Rory Feek is preparing new music, announcing this week that he will be releasing a new album, Gentle Man, this spring. The album will be Feek's first solo album and his first new music since his wife, Joey Feek, died in March 2016. Gentle Man will be released on Gaither Records on June 18, and Feek opened up about the process on his blog.
"I've been in the studio making a new album for the last few months," he wrote. "And that's a big, big change for me. To make a record without Joey isn't something that I was sure I'd ever do. The fact is, I've never made my own record. I've only been part of the albums that she and I made through the years." Feek noted that it has been five years since he and Joey recorded their Grammy-winning album Hymns That Are Important to Us, and "I guess it was finally just time."
"So, this past fall, I went into the studio with producers Ben Isaacs and Matt Johnson and some of Nashville's greatest musicians and recorded 14 new songs," he continued. "Fourteen stories that are about to become part of mine. And to say that I'm excited about it is an understatement."

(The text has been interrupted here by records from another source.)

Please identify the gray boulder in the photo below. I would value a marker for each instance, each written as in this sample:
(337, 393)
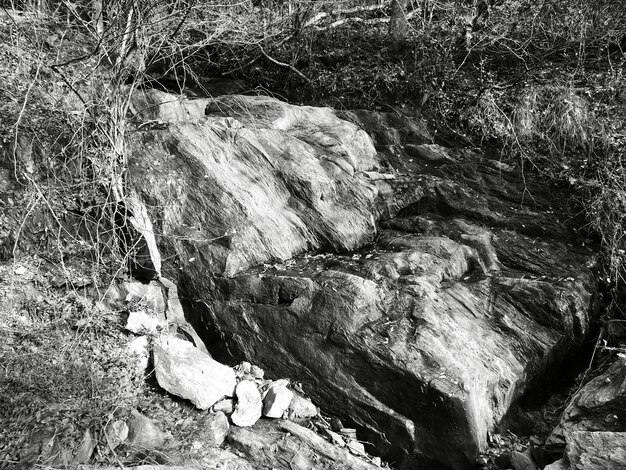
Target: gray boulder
(472, 291)
(183, 370)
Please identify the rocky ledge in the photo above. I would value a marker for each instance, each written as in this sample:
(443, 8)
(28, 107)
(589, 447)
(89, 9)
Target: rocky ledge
(415, 289)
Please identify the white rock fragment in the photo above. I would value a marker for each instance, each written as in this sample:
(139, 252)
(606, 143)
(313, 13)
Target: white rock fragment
(142, 323)
(144, 433)
(257, 372)
(226, 406)
(336, 438)
(116, 433)
(216, 429)
(183, 370)
(138, 350)
(301, 408)
(249, 404)
(356, 448)
(277, 399)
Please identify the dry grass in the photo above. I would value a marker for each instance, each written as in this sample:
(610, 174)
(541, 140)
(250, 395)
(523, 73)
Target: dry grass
(64, 367)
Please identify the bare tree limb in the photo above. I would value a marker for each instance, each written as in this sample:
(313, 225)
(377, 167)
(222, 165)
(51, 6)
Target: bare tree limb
(283, 64)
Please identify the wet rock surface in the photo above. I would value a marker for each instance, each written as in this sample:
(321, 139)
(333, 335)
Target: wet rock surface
(423, 333)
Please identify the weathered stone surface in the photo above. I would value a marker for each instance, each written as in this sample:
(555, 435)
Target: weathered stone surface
(183, 370)
(522, 461)
(596, 450)
(249, 404)
(142, 323)
(599, 406)
(263, 160)
(116, 433)
(148, 295)
(144, 433)
(138, 350)
(474, 289)
(215, 429)
(276, 399)
(155, 105)
(226, 406)
(286, 445)
(300, 408)
(558, 465)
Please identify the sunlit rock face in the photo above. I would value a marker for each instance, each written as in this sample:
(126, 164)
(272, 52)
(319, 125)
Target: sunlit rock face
(413, 289)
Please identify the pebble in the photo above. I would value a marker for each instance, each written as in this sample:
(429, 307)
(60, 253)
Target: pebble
(142, 323)
(144, 432)
(356, 448)
(216, 429)
(257, 372)
(336, 438)
(522, 461)
(301, 408)
(277, 399)
(116, 433)
(336, 424)
(226, 406)
(249, 404)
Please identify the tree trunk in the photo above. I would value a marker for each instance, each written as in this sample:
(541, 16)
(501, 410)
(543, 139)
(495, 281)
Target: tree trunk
(398, 24)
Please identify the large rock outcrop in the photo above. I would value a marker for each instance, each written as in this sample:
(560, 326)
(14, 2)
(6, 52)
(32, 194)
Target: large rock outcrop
(591, 434)
(423, 332)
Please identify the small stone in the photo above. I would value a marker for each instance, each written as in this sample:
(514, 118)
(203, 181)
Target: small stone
(257, 372)
(503, 460)
(85, 450)
(336, 424)
(249, 404)
(277, 399)
(348, 433)
(138, 349)
(481, 462)
(116, 433)
(185, 371)
(142, 323)
(356, 448)
(301, 408)
(558, 465)
(336, 438)
(216, 429)
(144, 432)
(150, 295)
(522, 461)
(226, 406)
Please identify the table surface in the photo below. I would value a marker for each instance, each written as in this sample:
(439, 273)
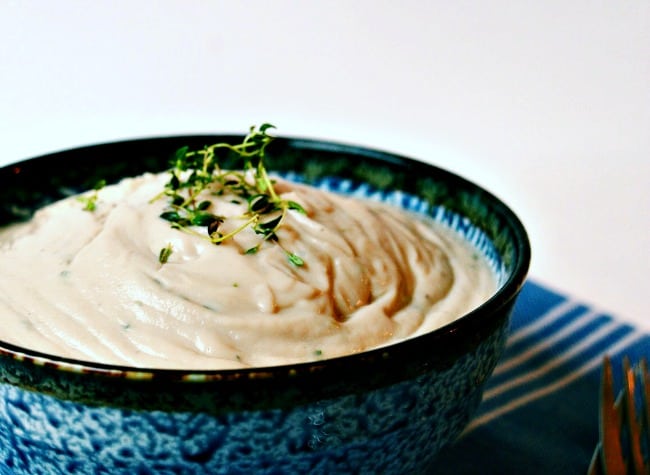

On Monday, Feek shared a cover of Bob Dylan's "The Times They Are a-Changin'," which is the first release from Gentle Man. In his blog post, Feek mused that though the song was written nearly 60 years ago, "it feels like it was written especially for today." "It was meant to be an anthem for a time when our country was changing rapidly," he shared. "For a nation that was on fire. Divided over race, free speech, politics, and many other complicated things. Just like today. A time when there was political unrest, riots in the streets and no one knew exactly what the future held. Again, much like today."
Adding that he is "one of the least political people you'll probably meet," Feek concluded, "For me, this is not about who's side is right and who's is wrong. It's about how all of this is affecting us as families. And what it is all doing to our precious children." The 55-year-old indicated that the rest of the songs on Gentle Man will be different from the Dylan cover, and the album also includes a collaboration with Vince Gill.
Since Joey's death, Feek has been living on a farm south of Nashville with their daughter, 6-year-old Indiana. He continued to blog on This Life I Live, and later published a memoir and released a docu-series of the same name.